Village in Markazi province, Iran

Anjedan (انجدان) (Note: Also romanized as Anjedān; also known as Andījān, Anjidān, Anjudan, and Injadān) is a village in Amanabad Rural District of the Central District in Arak County, Markazi province, Iran. It is situated near the major Shi'i centers of Qom and Kashan in Iran, to which the Nizari Ismaili Imamate was transferred during the late 14th century. Owing to the village's name, Nizari history between the 14th and 15th centuries is dubbed the "Anjedan period".

In November 1726, the town was the site of an important confrontation between the Ottoman Empire and the Afghan Hotaki Dynasty following the collapse of the Safavids.

==History of the Ismailis in Anjedan==
The earliest evidence of an Ismaili presence in Anjedan is in the late 14th century at the time of Tamerlane's attack on the community. Various Persian historians including Mirkhwand and Khwadamir record that Anjedan was prepared for attack, with a village fortress and intricate tunnels. These however did not prevent Tamerlane's troops from prevailing. Despite the forays of Tamerlane in the region, Mirkhwand has pointed out in the late 15th century, that the village of Anjedan remained Ismaili.

===Factors leading up to the transference of the Imamate===
While the precise rationale for establishing the Imamate in Anjedan is unclear, there are various factors that likely contributed to this decision.
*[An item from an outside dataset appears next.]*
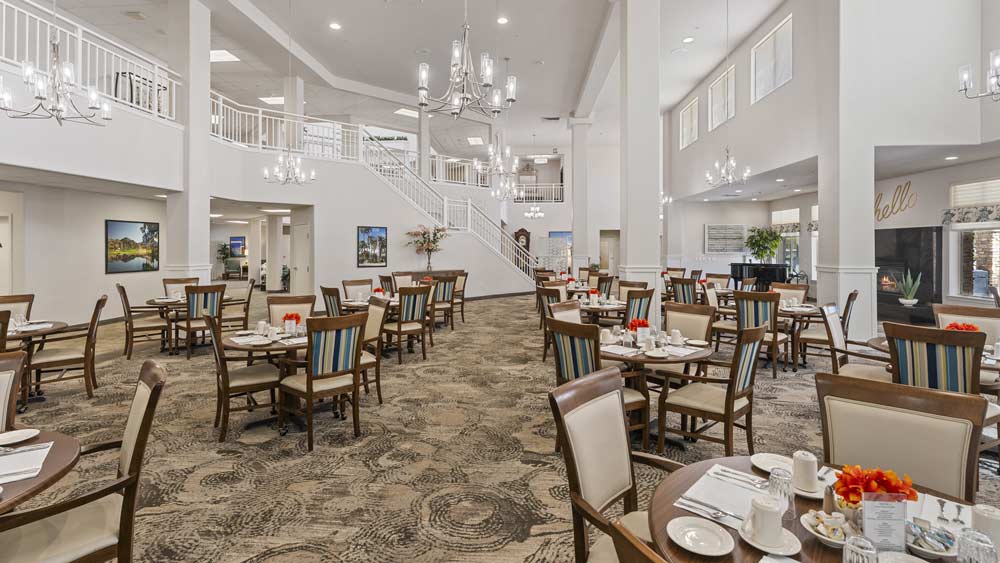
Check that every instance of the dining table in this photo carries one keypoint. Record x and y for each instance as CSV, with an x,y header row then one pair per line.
x,y
62,457
662,510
Earlier efforts by the Ismailis to reestablish at Alamut were unsuccessful and the failure to fully obscure their religious convictions with the practice of taqiyya created a dangerous environment for the community in the South Caspian region. Anjedan's distant location from the major centers of Sunni dominance, Tabriz and Herat also made it advantageous for the Imamate to be situated here.
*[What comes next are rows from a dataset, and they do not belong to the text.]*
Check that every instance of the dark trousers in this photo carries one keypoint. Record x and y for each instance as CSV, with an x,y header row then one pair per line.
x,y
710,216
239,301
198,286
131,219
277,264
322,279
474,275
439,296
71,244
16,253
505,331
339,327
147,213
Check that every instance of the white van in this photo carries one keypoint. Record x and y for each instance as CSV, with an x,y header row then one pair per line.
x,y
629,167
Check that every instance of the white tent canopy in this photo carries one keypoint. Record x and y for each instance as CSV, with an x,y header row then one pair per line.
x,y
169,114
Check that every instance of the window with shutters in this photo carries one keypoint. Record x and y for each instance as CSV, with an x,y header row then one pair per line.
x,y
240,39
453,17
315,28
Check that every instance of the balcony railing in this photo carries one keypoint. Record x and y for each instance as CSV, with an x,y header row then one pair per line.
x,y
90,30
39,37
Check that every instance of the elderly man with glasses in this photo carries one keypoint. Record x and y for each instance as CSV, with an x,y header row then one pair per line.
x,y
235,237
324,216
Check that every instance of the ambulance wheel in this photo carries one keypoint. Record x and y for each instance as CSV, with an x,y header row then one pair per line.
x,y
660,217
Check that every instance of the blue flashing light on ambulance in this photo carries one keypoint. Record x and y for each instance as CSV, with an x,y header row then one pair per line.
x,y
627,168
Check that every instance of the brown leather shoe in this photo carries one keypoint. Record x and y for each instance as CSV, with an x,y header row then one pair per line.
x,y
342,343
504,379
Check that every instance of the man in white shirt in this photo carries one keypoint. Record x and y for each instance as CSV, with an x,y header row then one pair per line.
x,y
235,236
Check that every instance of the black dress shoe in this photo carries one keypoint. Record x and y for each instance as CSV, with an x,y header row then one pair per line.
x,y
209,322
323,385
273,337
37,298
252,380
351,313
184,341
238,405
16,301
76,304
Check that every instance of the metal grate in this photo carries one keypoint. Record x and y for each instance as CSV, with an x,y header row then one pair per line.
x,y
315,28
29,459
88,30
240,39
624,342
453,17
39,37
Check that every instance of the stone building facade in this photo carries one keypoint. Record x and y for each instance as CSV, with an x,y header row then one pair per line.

===Timur's Siege of Anjedan===
In May 1393 Timur's army invaded the village of Anjedan. This crippled the Ismaili village only one year after his assault on the Ismailis in Mazandaran. The village was prepared for the attack. This is evidenced by it containing a fortress and a system of tunnels. Undeterred, Timur's soldiers flooded the tunnels by cutting into a channel overhead. Timur's reasons for attacking this village are not yet well understood. However, it has been suggested that his religious persuasions and view of himself as an executor of divine will may have contributed to his motivations. The Persian historian Khwandamir explains that an Ismaili presence was growing more politically powerful in Persian Iraq. A group of locals in the region was dissatisfied with this and, Khwandamir writes, these locals assembled and brought up their complaint with Timur, possibly provoking his attack on the Ismailis there.

===The Imams at Anjedan===
- Al-Mustansir Billah II (1463/4–1480). The first known Ismaili Imam to have taken up residence in Anjedan was Mustansir bi’llah 'Alishah, better known as Imam Mustansir bi'llah II and locally as Shah Qalandar. His mausoleum in Anjedan, known to the family of the Ismaili Imams, was first brought to the attention of Western scholarship by one of the pioneers of the study of the Ismailis, Wladimir Ivanow. Imam Mustansir bi’llah II was the first Nizari Ismaili Imam to settle and live in the village of Anjedan. This Imam (or his mausoleum) was also known as Shah Qalandar, which is a common Sufi epithet since the name "Qalandar" evokes the wandering spiritual guide who has no need for any spiritual guide himself. The Pandiyāt-i Jawānmardī, which was authored anonymously under an Imam Mustansir bi’llah who is reported to have died in 1480, likely contains the teachings of the Imam Mustansir Bi'llah II.
- Abd al-Salam Shah (1480–1493/4). The successor to Imam Mustansir bi’llah, Mahmud ibn Mustansir bi’llah, also known as Salaam Allah, is recorded to have once commented that "contentment was more important than conquest". It was for this reason that Mustansir bi’llah bestowed his son with the title 'Abd al-Salam, meaning "servant of peace". His works include: Five Discourses (Panj Sukhan), Decree of the Imam 'Abd al-Salaam (Farmān-i Shāh 'Abd al-Salām, and A Poem of Shah 'Abd al-Salam b. Shah Mustansir bi’llah Bandī az Shāh 'Abd al-Salām [b.] Shāh Mustanṣir bi’llah.
- Gharib Mirza (al-Mustansir Billah III) (1493/4–1498). Imam 'Abbas Shah acquired the epithet "Gharib Mirza" due to his exile (ghurba) on account of political opposition. His works include: From the Discourses of Shah Gharib Mirza (Min Kalām-i Shāh Gharīb Mīrzā) on the mystical import of the alphabet and a poetic composition on similar topics. The mausoleum of this Imam is known locally as "Shah Gharib" and is still located in Anjedan today.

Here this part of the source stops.